In 1885 during the North-West Rebellion his home in Battleford was looted and burned.

Later in 1885 he presided over the murder trials of several Indigenous men, 11 of whom he convicted and 8 were hanged.

On February 18, 1888, Rouleau vacated that position to accept an appointment to the Supreme Court of the North-West Territories, where he sat for cases in the Northern Alberta District. After the 1888 North-West Territories general election, Lieutenant Governor Joseph Royal reappointed Rouleau as legal advisor to the North-West Territories Legislature. He held that position until dissolution of the legislature in 1891.

With his appointment to the Supreme Court, Rouleau moved just outside Calgary to a mission parish there, which had been founded by French-Canadian priests in the 1870s. There he and his brother founded Rouleauville, which they intended to be a French-speaking community. The village was later annexed by Calgary and was renamed the Mission District. Rouleau's house, built before 1896, stood until 1940, when it was replaced by an apartment building.

Rouleau was on the Council when an 1892 assembly vote made English the only official language in the territories.
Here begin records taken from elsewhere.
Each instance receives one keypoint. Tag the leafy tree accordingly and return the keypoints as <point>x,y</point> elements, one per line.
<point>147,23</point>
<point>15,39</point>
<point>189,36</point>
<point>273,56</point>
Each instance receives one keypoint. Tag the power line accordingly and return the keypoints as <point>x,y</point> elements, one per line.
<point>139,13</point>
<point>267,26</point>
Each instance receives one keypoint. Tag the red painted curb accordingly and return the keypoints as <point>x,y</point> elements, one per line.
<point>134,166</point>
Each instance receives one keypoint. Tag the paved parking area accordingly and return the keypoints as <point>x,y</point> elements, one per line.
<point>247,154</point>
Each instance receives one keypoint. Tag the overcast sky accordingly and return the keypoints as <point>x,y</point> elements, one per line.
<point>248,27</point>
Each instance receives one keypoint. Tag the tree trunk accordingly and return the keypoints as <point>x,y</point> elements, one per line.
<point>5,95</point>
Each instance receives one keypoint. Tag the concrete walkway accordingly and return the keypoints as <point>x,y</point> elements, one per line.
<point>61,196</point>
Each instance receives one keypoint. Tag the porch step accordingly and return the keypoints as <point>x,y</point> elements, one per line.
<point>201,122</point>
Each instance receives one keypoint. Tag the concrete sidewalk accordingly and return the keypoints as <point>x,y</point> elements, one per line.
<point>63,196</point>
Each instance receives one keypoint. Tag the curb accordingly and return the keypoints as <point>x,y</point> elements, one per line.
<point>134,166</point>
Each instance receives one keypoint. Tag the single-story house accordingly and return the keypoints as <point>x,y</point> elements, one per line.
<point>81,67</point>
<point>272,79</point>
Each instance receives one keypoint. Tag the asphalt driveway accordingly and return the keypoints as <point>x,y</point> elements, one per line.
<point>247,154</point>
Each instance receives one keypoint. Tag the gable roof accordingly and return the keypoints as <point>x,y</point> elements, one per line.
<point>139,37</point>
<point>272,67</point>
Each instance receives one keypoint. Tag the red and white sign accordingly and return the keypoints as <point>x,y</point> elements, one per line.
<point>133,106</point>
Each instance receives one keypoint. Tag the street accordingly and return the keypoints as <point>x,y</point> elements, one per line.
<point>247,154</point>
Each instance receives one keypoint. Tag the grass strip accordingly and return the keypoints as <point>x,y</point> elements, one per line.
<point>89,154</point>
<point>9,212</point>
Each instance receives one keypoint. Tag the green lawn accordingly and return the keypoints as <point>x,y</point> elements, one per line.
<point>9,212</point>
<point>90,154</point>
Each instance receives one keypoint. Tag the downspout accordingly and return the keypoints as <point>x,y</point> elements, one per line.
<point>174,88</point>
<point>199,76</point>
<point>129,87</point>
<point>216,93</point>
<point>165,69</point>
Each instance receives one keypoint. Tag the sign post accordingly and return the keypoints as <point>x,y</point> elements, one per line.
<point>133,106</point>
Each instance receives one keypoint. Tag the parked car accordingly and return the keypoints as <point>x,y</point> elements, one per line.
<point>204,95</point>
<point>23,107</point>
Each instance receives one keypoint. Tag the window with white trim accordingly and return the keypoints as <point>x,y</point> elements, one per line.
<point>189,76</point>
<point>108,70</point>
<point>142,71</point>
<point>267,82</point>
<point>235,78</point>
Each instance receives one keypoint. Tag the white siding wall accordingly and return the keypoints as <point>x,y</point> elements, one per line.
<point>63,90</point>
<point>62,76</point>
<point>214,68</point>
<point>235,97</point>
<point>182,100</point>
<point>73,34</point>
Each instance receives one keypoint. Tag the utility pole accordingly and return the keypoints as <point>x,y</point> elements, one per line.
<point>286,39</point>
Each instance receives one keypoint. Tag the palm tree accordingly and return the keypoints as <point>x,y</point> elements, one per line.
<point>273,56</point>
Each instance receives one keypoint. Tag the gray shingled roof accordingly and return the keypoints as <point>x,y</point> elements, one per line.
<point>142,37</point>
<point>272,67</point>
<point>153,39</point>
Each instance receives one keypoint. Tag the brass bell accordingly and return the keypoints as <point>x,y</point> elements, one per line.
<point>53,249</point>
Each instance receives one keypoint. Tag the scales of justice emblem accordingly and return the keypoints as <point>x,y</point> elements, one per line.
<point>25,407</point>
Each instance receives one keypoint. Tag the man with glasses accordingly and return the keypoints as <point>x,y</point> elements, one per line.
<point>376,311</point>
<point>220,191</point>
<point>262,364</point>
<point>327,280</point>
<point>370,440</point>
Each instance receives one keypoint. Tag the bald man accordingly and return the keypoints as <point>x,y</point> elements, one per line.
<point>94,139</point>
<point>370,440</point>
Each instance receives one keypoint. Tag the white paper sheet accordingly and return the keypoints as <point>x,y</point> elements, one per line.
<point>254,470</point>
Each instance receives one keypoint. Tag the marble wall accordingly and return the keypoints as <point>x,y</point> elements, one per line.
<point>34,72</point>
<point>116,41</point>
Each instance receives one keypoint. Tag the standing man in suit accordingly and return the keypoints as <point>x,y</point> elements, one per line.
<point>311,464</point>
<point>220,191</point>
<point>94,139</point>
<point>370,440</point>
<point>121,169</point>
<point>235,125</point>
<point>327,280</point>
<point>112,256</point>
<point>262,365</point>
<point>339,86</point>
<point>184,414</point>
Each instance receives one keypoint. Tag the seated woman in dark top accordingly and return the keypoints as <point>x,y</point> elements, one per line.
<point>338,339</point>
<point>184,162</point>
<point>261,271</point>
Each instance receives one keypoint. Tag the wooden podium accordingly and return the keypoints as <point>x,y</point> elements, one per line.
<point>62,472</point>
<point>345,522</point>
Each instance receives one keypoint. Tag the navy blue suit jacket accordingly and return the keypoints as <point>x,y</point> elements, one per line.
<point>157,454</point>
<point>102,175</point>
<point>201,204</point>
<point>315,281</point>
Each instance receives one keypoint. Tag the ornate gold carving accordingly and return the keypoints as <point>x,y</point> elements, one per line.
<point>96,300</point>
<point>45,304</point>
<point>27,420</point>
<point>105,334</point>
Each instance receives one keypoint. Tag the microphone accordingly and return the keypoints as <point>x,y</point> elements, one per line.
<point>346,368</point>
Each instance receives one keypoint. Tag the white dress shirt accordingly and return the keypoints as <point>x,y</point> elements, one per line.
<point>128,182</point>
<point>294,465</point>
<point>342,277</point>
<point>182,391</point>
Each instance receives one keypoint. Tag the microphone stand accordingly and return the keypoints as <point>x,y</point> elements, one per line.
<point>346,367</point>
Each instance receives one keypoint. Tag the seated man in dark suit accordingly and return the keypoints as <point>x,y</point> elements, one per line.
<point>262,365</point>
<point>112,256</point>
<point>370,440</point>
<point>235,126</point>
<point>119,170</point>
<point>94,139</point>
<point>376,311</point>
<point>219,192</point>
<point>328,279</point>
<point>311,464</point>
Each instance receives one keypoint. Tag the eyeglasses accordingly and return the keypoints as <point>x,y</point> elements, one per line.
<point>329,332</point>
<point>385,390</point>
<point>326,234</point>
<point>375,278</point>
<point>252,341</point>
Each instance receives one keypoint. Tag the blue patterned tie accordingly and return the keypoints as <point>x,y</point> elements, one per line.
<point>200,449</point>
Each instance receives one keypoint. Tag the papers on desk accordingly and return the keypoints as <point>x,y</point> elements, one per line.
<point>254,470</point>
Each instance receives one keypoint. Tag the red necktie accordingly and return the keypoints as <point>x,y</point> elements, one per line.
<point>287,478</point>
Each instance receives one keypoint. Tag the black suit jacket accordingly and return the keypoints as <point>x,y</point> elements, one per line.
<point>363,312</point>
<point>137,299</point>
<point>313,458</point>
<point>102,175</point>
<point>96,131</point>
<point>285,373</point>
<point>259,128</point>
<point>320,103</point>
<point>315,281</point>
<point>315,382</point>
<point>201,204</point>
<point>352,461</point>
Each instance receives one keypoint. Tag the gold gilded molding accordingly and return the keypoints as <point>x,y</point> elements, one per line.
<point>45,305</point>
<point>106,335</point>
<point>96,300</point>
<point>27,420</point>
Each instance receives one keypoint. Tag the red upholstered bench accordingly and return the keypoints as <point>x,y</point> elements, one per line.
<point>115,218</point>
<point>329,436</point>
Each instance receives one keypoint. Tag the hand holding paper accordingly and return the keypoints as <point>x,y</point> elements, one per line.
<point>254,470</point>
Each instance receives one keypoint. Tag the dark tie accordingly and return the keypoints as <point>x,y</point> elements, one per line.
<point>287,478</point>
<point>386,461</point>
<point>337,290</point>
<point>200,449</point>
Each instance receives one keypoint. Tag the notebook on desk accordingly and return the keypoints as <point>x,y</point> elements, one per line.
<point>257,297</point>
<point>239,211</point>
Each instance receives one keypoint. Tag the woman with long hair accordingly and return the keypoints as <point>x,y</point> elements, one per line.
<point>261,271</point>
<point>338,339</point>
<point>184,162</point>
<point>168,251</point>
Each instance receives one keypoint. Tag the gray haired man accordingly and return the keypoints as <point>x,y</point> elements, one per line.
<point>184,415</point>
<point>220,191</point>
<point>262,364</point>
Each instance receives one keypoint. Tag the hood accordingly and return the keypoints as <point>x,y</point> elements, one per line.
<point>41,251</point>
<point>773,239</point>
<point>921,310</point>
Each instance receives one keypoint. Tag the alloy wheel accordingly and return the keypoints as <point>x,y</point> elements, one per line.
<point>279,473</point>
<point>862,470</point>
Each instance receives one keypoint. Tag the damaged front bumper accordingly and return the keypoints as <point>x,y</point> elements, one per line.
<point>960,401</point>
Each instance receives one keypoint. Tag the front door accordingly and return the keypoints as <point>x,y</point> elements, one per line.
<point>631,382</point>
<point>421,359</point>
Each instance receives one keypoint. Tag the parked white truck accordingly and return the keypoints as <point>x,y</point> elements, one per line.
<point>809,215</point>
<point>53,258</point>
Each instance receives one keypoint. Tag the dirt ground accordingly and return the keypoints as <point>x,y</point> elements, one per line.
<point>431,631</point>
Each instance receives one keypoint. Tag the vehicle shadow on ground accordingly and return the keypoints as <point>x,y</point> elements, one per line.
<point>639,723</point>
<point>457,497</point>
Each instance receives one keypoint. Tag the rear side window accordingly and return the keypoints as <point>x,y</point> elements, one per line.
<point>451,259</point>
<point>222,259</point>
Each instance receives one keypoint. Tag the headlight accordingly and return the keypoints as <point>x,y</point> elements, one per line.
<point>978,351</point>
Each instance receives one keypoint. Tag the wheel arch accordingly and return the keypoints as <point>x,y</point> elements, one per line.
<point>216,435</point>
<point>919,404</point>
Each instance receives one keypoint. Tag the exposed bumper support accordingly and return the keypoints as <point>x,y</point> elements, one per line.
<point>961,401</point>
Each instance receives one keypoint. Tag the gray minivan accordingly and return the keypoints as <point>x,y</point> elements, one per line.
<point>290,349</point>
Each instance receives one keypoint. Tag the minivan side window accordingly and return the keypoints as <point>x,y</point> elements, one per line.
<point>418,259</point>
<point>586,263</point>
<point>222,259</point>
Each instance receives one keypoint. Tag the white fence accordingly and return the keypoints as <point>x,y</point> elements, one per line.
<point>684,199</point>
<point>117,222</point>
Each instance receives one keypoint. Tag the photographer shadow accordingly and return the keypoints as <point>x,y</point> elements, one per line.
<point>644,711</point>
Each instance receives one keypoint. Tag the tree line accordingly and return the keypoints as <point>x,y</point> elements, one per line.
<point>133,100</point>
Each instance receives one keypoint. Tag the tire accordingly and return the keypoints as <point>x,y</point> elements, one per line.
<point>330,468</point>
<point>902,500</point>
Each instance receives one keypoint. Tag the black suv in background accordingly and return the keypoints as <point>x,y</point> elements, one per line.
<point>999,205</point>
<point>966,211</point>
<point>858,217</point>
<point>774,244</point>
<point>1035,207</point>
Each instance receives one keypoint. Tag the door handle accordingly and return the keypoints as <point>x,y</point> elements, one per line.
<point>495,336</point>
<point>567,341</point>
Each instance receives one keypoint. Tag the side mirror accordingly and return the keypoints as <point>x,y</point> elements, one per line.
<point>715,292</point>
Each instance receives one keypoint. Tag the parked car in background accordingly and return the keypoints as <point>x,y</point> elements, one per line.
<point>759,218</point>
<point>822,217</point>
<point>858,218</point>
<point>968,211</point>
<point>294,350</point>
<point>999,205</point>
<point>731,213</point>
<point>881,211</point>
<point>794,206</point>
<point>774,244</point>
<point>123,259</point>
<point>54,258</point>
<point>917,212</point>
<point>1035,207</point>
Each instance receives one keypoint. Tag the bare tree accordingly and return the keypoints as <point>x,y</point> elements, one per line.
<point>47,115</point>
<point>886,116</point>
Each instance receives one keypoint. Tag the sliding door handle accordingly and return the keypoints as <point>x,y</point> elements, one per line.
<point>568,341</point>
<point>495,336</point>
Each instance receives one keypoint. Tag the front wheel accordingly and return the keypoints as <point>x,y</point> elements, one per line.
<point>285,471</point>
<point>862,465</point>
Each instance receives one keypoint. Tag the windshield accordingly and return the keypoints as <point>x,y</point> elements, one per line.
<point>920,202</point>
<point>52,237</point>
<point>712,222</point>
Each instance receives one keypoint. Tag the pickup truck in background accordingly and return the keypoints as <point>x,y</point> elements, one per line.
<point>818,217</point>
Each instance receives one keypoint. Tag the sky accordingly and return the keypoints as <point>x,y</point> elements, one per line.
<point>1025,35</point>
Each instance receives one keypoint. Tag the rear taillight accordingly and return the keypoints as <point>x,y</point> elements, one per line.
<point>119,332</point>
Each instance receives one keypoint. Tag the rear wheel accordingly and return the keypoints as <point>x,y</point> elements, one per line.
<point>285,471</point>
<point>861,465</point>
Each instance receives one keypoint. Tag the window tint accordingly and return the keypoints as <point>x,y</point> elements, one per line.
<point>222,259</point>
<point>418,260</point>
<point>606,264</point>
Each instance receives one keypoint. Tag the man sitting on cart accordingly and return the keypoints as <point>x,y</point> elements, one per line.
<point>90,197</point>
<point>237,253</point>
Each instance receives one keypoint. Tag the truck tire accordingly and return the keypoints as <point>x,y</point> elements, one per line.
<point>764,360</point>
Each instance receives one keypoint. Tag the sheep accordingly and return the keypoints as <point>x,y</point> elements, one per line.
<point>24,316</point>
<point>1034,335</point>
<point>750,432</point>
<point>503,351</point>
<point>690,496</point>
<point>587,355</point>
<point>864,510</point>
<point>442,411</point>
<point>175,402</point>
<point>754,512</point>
French was reintroduced as an official language in the late 1980s. (By that time, the provinces of Alberta and Saskatchewan had been carved out of the NWT.) By the Northwest Territories' Official Languages Act (1988), nine native languages were also recognized as official for certain purposes, including in the territorial court.

==Frog Lake trial==
Rouleau, in his capacity of stipendiary magistrate, tried the case of Wandering Spirit, (Kapapamahchakwew) a Plains Cree war chief, and others for the murders committed during the Frog Lake Massacre and at Battleford (the murders of farm instructor Payne and Battleford farmer Barney Tremont).

Wandering Spirit, a Plains Cree war chief, Little Bear (Apaschiskoos), Walking the Sky (also known as Round the Sky), Bad Arrow, Miserable Man, Iron Body, Ika (also known as Crooked Leg) and Man Without Blood were tried for the murders. None of the accused were allowed legal counsel, and Rouleau sentenced each of them to death by hanging. He sentenced three others to hang as well, but their death sentences were commuted.

Minister of Justice John Sparrow David Thompson reviewed the cases but mitigating circumstances were not taken into account, and in retrospect, justice seems to have been arbitrarily dispensed.

Eight Indigenous men, including Wandering Spirit, were hanged on November 27, 1885, in the largest mass hanging in Canada's history.